Gadis itu dengan muka masam mendekatiku. Aku pun mengulurkan tangan untuk bersalaman sambil menyebutkan namaku yang disambutnya dengan dingin. Lalu, dengan tergesa dia langsung bergegas pamit meninggalkan kami dengan alasan akan segera prepare untuk flight berikutnya.
Pucuk dicinta ulam tiba, betapa senangnya hatiku, kini hanya tinggal kami berdua dengan Dandy pacar SMA-ku, duduk berhadapan dengan jarak yang sangat dekat dan hampir saja dia mencium pipiku. Ada rasa yang memberontak, aku serasa ingin mengulang kembali ciuman sayangnya beberapa puluh tahun silam. Tapi, dalam hati kecilku aku merasa aku tidak pantas melakukannya. Aku bukan muhrimnya, aku punya suami dan dia pun sudah beranak istri. Namun, gejolak di hati ini tak bisa kubohongi, aku merasakan kehangatan cintanya laksana beberapa puluh tahun silam. Saat itu hanya bunga-bunga cinta bermekaran yang ada di dalam hatiku.
Tak terasa butiran air menetes di pipiku. Dandy kaget melihat aku menangis. Dengan cekatan dia mengambil saputangan warna biru dan mengusap pipiku. Wangi aroma parfum mahal tercium dari saputangan biru yang dipakaikan untuk menyeka air mataku.
“Kenapa menangis, May…?” kata Dandy.
Dia masih ingat panggilan kesayangannya untukku. Dia selalu memanggilku Mayang meskipun namaku Ratna. Panggilan Mayang punya arti khusus, yaitu “mama sayang”. Aku tersipu malu sambal mengusap air mataku. Lalu kami pun tertawa Bersama.
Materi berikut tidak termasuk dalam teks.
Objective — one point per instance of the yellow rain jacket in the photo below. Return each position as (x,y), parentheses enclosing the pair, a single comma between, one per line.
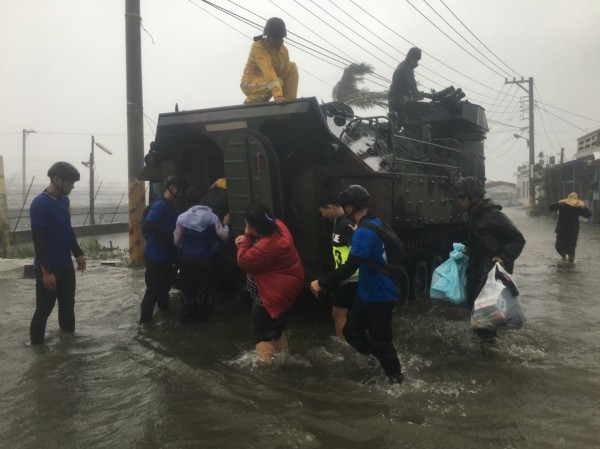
(269,72)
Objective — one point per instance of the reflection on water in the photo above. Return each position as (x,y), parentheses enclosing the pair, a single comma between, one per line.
(116,384)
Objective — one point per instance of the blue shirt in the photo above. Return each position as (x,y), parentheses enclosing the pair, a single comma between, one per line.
(162,248)
(52,215)
(373,286)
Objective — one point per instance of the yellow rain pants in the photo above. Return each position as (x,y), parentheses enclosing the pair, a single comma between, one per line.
(269,73)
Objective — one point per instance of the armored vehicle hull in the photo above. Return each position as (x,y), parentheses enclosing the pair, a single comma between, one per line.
(286,155)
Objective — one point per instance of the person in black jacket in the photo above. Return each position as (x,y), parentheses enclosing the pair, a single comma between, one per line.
(54,241)
(160,254)
(567,226)
(491,238)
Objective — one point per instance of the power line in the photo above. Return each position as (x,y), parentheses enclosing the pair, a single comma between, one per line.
(425,52)
(560,118)
(349,58)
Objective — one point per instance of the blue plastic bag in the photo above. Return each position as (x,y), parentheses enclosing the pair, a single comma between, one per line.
(450,278)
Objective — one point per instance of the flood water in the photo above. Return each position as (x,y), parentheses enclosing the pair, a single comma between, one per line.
(118,385)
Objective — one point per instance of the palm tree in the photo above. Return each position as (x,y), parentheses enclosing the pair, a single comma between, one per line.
(347,91)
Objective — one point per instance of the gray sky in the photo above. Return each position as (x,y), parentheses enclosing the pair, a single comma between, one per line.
(62,67)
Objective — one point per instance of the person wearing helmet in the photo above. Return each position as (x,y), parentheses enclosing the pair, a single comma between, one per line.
(403,89)
(161,254)
(269,71)
(199,236)
(274,278)
(368,327)
(341,239)
(491,237)
(53,242)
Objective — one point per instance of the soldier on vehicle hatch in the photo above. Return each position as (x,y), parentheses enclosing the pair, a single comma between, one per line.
(269,71)
(54,240)
(369,326)
(403,90)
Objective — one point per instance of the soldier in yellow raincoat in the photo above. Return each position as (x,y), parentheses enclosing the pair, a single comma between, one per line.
(269,71)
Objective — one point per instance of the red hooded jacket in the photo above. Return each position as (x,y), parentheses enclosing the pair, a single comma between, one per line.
(274,262)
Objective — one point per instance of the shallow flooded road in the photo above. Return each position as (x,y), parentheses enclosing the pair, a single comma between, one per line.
(118,385)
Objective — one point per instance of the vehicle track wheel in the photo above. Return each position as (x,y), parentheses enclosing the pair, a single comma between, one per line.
(401,279)
(419,281)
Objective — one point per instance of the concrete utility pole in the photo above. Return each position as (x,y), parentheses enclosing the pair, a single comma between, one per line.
(135,130)
(530,141)
(26,132)
(91,165)
(4,223)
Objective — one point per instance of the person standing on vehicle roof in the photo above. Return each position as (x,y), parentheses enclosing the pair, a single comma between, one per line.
(54,240)
(369,325)
(491,238)
(274,278)
(199,235)
(403,89)
(160,254)
(269,71)
(341,239)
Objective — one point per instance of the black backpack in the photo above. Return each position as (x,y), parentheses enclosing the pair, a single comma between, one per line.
(392,245)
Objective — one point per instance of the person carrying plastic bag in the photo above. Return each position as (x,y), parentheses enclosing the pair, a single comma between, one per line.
(448,283)
(491,238)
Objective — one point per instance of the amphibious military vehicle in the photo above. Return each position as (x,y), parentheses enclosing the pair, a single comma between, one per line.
(286,155)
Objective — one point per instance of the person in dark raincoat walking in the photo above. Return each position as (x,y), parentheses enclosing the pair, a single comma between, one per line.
(567,226)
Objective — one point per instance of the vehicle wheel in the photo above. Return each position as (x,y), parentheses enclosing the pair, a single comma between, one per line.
(419,281)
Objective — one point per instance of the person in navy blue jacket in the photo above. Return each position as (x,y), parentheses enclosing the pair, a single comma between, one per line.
(54,241)
(199,235)
(160,254)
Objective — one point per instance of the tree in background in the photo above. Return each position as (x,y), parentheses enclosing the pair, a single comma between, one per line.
(347,91)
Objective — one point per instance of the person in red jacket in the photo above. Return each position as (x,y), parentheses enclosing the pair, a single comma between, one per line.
(274,277)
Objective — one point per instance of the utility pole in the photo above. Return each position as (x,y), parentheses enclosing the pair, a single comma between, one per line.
(530,142)
(26,132)
(135,129)
(91,165)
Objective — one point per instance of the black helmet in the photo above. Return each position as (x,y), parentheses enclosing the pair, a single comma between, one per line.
(469,186)
(176,181)
(64,171)
(275,27)
(355,196)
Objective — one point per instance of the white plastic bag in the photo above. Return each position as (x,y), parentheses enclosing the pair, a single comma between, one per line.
(497,304)
(449,279)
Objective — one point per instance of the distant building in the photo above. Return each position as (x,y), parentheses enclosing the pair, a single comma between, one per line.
(522,187)
(503,193)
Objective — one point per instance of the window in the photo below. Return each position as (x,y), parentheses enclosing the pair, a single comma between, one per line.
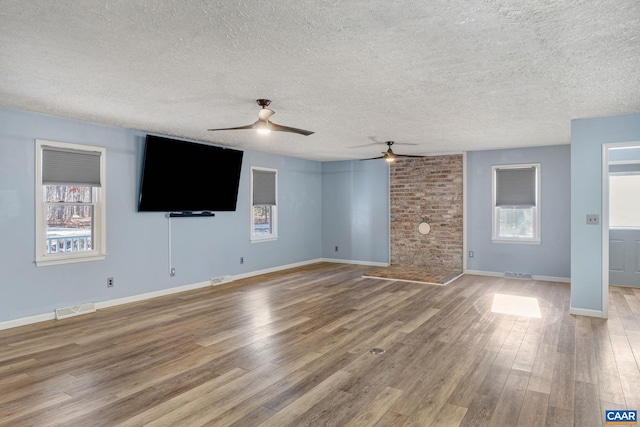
(70,203)
(624,205)
(264,211)
(516,203)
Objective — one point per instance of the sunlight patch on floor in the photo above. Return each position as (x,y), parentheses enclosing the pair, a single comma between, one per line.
(520,306)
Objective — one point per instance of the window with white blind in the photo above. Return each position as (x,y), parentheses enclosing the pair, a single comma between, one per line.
(516,203)
(70,203)
(264,210)
(624,203)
“Dandy…. kenapa dulu kau meninggalkan aku?” tanyaku setelah bisa menguasai hatiku.
“Maafkan aku, Mayang. Waktu itu Mama Papaku melarang aku pacaran. Mereka takut pendidikan pilotku terganggu,” kata Dandy membela diri. Dia meneruskan bicaranya, “Setelah selesai pedidikan dan menjadi pilot, aku mencarimu. Namun, kamu sudah pindah rumah. Aku terus mencari alamat rumahmu di Klaten. Di sana tak kutemukanmu. Aku mendengar kabar dari tetangga bahwa kamu baru saja menikah dengan insinyur pertanian dan diboyong ke Jepara. Berbulan-bulan aku terpuruk May, aku tetap mencintaimu. Dulu sekarang bahkan sampai nanti sambil terus menggenggam jari-jariku.”
“Tapi, keadaannya sudah berbeda Dan, ”aku sudah menjadi milik Mas Hendro, lelaki pilihan orang tuaku. Awalnya aku tidak kenal dan bahkan tidak cinta sampai aku mempunyai anak. Tapi, ternyata cinta itu bisa tumbuh seiring berjalannya waktu. Kata pepatah Jawa witing tresno mergo saka kulino.
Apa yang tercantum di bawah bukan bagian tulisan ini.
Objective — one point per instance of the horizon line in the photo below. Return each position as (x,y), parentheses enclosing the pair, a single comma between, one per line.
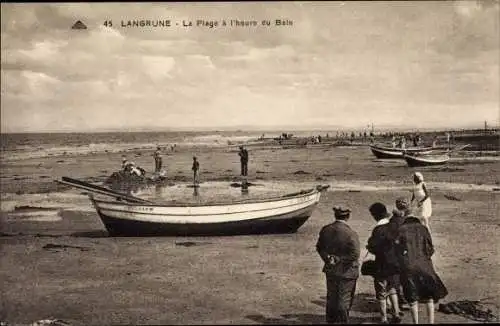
(384,128)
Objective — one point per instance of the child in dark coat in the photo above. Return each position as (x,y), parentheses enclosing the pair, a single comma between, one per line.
(420,281)
(386,279)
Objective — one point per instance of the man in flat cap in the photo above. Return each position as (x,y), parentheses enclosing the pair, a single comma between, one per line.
(338,246)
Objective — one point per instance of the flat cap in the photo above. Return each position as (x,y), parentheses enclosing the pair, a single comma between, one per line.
(341,212)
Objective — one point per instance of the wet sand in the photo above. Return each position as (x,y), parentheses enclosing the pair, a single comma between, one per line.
(69,269)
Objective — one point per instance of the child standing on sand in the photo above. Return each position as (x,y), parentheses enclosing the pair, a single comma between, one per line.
(421,200)
(196,169)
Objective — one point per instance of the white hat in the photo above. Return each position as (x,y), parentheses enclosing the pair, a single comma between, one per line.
(419,176)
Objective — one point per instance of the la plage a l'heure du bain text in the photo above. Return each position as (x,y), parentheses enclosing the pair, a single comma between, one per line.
(200,23)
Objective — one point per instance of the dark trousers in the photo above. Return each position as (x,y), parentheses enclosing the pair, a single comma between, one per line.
(157,165)
(244,168)
(339,297)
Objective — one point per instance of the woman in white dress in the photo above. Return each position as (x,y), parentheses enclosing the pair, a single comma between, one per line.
(421,200)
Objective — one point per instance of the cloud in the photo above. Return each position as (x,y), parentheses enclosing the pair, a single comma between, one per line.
(384,62)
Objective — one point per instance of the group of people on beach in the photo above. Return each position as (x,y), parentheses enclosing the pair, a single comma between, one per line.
(402,270)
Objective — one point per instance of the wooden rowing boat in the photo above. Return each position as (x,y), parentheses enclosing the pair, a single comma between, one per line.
(426,160)
(127,216)
(382,152)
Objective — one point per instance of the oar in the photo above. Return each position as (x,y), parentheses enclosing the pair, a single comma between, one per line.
(101,190)
(458,148)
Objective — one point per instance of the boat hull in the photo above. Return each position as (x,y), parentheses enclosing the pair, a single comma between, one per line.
(423,161)
(397,153)
(285,215)
(286,223)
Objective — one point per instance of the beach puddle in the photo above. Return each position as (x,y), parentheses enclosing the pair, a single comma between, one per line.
(36,216)
(42,207)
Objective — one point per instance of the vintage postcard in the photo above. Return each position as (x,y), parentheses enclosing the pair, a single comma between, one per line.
(301,162)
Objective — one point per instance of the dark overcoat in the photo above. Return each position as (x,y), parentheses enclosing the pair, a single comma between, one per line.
(382,244)
(414,249)
(339,240)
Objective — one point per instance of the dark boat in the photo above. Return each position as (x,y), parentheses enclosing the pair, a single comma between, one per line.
(426,160)
(382,152)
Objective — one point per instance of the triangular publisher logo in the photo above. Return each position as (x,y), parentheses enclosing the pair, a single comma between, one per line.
(79,25)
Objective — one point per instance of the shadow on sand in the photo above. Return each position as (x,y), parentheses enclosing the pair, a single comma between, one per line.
(363,304)
(91,234)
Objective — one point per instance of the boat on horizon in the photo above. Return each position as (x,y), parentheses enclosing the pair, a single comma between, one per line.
(132,216)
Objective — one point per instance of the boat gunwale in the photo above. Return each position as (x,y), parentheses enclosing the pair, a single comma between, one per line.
(290,210)
(426,160)
(308,192)
(401,150)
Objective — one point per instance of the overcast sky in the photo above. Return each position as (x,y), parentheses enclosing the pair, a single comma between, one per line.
(419,64)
“Aku pun juga sudah menjadi milik istri dan anakku,” kata Dandy lirih. Istriku Tanti adalah tipe istri yang setia, baik hati, dan keibuan. Mirip denganmu May, katanya.
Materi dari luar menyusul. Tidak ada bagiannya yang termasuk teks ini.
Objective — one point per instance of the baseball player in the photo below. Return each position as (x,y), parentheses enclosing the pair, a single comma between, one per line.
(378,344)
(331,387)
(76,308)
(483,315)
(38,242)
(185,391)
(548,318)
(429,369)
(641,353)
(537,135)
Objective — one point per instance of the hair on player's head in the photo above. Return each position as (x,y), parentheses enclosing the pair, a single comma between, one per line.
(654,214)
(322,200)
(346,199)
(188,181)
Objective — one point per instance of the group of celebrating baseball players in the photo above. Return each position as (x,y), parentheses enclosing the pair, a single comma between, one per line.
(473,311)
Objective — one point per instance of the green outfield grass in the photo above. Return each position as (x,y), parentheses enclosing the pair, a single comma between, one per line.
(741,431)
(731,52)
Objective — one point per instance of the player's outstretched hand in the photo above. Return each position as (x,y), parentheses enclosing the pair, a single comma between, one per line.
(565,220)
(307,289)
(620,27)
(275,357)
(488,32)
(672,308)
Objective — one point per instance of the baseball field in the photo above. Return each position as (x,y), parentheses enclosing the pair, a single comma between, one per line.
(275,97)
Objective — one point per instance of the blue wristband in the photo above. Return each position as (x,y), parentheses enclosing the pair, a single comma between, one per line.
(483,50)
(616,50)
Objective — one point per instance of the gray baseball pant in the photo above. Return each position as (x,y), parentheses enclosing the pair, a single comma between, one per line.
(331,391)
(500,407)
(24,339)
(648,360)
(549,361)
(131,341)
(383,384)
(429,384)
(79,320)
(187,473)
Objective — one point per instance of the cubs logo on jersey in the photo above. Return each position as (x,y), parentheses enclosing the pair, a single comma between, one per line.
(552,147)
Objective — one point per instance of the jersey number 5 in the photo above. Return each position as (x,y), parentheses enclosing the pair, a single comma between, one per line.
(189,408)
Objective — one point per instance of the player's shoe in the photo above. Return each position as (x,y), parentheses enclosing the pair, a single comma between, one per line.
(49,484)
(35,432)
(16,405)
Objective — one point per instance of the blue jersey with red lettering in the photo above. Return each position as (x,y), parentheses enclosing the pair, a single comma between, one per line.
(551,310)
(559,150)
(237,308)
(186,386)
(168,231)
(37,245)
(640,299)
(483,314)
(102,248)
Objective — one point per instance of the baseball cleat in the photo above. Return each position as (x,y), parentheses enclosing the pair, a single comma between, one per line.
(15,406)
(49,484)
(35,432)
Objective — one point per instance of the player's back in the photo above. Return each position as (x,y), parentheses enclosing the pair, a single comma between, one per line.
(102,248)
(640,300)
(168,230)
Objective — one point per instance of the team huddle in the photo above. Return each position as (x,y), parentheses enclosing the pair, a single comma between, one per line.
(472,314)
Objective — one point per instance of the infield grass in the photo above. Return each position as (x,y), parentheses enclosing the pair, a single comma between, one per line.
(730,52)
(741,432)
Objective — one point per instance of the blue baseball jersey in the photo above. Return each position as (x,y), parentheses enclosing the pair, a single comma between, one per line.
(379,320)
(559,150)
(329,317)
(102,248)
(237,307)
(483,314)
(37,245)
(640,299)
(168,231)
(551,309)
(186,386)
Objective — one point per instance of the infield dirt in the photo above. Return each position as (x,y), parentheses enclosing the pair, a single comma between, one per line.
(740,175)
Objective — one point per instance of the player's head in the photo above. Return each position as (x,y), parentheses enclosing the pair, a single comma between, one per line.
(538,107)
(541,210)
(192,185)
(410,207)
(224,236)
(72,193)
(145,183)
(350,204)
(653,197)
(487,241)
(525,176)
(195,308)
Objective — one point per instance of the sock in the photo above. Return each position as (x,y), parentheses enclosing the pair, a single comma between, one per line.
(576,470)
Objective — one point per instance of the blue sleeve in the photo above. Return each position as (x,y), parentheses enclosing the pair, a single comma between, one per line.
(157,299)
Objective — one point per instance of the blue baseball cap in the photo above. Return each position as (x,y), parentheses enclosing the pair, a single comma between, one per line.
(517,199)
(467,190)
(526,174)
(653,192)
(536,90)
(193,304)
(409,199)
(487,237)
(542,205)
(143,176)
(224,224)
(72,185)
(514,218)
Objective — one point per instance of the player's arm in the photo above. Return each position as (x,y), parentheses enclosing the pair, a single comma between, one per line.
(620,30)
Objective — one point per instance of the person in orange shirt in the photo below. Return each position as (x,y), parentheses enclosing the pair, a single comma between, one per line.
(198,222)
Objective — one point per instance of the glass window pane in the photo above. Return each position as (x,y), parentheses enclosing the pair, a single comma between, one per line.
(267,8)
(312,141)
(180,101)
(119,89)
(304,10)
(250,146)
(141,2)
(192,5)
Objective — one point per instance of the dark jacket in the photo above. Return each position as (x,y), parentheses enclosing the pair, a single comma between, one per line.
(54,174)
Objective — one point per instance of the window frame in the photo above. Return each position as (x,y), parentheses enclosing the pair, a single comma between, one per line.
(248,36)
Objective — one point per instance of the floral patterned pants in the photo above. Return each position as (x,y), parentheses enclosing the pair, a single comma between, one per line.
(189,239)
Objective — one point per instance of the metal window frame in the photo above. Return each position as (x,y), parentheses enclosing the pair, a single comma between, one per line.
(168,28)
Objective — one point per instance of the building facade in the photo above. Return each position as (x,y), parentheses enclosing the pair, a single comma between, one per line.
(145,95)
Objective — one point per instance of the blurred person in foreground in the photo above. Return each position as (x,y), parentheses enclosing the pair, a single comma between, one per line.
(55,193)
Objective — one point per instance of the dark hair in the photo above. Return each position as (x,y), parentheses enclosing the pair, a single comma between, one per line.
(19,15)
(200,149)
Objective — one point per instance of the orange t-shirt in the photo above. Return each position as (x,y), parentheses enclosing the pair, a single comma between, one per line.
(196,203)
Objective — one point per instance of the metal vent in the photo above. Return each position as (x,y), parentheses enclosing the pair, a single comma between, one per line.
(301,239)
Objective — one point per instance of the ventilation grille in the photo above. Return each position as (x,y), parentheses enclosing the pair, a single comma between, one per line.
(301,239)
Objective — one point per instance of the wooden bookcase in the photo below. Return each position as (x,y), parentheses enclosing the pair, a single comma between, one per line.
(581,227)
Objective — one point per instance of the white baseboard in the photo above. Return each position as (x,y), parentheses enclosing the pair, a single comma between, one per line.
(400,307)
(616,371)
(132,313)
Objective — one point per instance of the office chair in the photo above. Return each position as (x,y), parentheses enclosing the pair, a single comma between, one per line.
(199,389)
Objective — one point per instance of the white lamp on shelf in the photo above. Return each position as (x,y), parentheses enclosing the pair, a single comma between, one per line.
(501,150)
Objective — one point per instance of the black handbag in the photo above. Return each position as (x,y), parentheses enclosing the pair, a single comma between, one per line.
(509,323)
Tak terasa lebih dari satu jam kami ngobrol. Aku harus bergegas melanjutkan perjalanan ke Pekanbaru untuk menunaikan tugasku. Dandy juga akan segera pulang ke Yogya menikmati jadwal off dan kembali menemui anak istrinya. Kami pun bertukar nomor telepon.
Serasa aku tak mau beranjak dari ruang itu. Aku ingin mengulang indahnya cinta pertamaku bersama Dandy kekasihku. Namun, semua yang kita inginkan belum tentu terlaksana. Apalagi aku sudah terikat oleh janji suci bersama Mas Hendro 23 tahun silam dan aku pun tak berniat mengkhianatinya. Mas Hendro adalah lelaki terbaik yang sudah ditakdirkan untukku.
Kami pun berpisah meski dengan rasa berat hati. Dandy mengantarku sampai ke ruang tunggu sambil membantu membawakan tasku. Aku pamitan. Bahagiaku tiada terkira.
“Mayang… kabari kalau sudah sampai ya,” pintanya merajuk.
Aku pun hanya bisa mengangguk dan tersenyum tipis. Aku tak ingin Dandy tahu kalau akau menangis lagi. Entah mengapa perasaanku bagaikan ABG yang baru saja jatuh cinta. Dan sepertinya aku akan berpisah jauh dalam waktu yang lama. Memang aku harus pergi dan menjauh darinya karena aku bukan miliknya dan dia bukan milikku. Namun, rasa cinta itu terlalu mendalam, aku tak bisa melupakannya sampai kapan pun.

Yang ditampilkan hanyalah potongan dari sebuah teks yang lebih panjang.